Yesterday, in a surprisingly touching ceremony, my Columbia Law School basketball jersey was "retired." Backstory: For the last seven years, Columbia and NYU law schools have had an annual basketball game between student teams to raise money for public interest law, with a 10-minute faculty game at halftime; I've played in each of these games, earning a kind of incredibly minor celebrity status as a result (as documented, for example, here); last week, I played in my last such game, both because of my impending move to Cornell and the nagging injuries that go with my advanced age (even older than Robert Parish when he retired). Today, a colleague of mine noted that I'm probably the only member of an American law school faculty to have his basketball jersey retired.
If so, that's because of the ridiculousness of the category. Which brings us, once again, to the topic of law school rankings. No doubt, every law school dean could find some set of criteria by which to measure educational quality such that her school comes out on top: most vending machine soft drink options per student; most comfortable library chairs; highest Wisconsin bar passage rate among students whose first names begin with the letter Q; etc.
Or, to take a real example, consider the report released yesterday by the National Law Journal, which ranks law schools according to the percentage of graduates who become first-year associates at the NLJ's top-250 firms. My current employer, Columbia Law School, comes in number 1 on the list (for the second year in a row), and my future employer, Cornell Law School, comes in number 6 on the list, just ahead of my alma mater, Harvard Law School, at number 7. Although the appearance of a school on the top 20 or top 30 of the list may have some relevance to a prospective student, the relative rankings are, or at least should be, meaningless.
Consider that Yale Law School ranks number 19, just behind Boston University Law School and just ahead of Boston College Law School. Nobody in her right mind would think that going to BU, Columbia, Cornell, or any of the other schools ranked ahead of Yale on this list would make it more likely that she could land a top firm job right out of law school if that's what she wants to do. The reason that Yale does poorly on the NLJ list relative to the other excellent schools is that a much higher percentage of Yale grads CHOOSE to do other other things right after graduation, such as judicial clerkships, government jobs and in some cases, academia.

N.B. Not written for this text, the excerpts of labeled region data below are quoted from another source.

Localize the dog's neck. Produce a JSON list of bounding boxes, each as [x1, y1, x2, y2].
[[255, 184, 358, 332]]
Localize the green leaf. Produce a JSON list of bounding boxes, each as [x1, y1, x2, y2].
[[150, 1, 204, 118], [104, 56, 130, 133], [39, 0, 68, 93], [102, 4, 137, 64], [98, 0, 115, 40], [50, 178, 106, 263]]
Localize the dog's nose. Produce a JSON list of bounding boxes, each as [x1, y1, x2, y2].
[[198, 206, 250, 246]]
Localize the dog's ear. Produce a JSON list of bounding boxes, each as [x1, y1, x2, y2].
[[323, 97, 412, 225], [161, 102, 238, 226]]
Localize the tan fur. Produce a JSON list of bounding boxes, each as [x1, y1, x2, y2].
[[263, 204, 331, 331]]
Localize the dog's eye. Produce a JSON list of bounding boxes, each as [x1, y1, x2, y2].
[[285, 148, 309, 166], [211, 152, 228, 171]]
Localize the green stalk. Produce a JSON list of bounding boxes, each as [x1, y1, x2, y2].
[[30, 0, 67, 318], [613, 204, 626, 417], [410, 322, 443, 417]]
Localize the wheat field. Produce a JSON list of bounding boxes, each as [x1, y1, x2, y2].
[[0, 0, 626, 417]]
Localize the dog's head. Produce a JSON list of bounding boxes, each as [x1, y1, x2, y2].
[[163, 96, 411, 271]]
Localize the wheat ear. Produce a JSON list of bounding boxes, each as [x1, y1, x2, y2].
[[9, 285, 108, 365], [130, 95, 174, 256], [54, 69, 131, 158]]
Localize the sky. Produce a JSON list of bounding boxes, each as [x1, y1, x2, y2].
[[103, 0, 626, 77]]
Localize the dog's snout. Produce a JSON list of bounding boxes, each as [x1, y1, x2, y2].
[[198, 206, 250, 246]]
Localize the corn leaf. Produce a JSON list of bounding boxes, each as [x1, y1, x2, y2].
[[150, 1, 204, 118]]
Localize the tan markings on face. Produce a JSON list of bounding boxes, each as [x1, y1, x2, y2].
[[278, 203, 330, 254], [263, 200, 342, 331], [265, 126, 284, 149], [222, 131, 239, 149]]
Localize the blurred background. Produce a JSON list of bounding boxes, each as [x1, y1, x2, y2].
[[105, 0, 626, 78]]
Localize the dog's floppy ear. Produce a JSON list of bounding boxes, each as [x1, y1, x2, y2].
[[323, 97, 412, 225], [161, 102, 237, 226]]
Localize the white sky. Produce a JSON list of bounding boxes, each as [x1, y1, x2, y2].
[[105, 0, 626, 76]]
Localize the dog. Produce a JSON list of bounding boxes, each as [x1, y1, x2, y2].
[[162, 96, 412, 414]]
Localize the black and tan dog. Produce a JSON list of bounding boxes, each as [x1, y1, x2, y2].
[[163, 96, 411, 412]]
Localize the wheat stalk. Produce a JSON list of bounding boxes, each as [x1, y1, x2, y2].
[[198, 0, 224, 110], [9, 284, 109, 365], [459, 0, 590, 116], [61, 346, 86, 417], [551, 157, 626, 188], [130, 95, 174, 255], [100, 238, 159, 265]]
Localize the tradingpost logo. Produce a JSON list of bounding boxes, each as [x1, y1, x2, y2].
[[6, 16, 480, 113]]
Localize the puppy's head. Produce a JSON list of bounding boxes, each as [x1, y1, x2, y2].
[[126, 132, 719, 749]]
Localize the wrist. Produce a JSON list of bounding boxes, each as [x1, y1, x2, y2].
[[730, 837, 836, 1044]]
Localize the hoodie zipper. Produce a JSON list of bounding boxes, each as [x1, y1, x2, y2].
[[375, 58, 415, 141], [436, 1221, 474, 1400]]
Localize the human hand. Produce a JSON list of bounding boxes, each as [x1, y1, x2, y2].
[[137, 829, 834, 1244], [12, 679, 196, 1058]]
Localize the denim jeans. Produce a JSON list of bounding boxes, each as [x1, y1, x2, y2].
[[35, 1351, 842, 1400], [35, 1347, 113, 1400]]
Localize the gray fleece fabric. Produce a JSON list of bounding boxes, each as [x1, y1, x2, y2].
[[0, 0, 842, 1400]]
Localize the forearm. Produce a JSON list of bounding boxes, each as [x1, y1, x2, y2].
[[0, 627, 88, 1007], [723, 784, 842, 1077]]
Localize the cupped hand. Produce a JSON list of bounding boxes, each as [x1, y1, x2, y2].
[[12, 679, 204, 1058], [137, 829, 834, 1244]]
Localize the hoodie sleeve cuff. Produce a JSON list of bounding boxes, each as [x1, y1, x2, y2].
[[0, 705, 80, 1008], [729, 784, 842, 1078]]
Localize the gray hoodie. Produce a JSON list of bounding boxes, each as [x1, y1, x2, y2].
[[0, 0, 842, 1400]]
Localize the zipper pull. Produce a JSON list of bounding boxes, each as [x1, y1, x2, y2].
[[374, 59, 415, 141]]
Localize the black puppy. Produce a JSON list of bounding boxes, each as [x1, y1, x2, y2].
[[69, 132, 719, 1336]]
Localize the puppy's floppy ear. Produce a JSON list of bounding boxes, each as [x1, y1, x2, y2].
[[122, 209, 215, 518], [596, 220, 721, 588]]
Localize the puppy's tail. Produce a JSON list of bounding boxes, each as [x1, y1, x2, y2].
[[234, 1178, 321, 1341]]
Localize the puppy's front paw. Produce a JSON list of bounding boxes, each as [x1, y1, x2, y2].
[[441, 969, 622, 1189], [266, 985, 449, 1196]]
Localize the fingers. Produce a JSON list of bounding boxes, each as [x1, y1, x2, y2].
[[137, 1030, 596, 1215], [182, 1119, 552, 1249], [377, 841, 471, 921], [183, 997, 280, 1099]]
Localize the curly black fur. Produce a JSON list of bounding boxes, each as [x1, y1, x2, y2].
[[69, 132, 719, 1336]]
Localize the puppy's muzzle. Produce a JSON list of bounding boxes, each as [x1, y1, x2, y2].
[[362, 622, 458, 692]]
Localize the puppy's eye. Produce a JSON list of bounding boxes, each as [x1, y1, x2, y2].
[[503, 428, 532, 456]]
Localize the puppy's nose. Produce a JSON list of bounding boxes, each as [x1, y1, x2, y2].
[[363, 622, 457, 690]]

This is all so blindingly obvious to anybody with any familiarity with the market for recent law school grads, that it's hard to believe that it wasn't also obvious to the National Law Journal. But insofar as the point of the NLJ rankings was to sell magazines (or drive traffic to its website), I suppose it has succeeded, and my posting of the link above only helps the NLJ. What those of us who have been criticizing the US News rankings for many years didn't realize was that it's possible for a nationally known publication to try to displace US News with an even worse ranking system.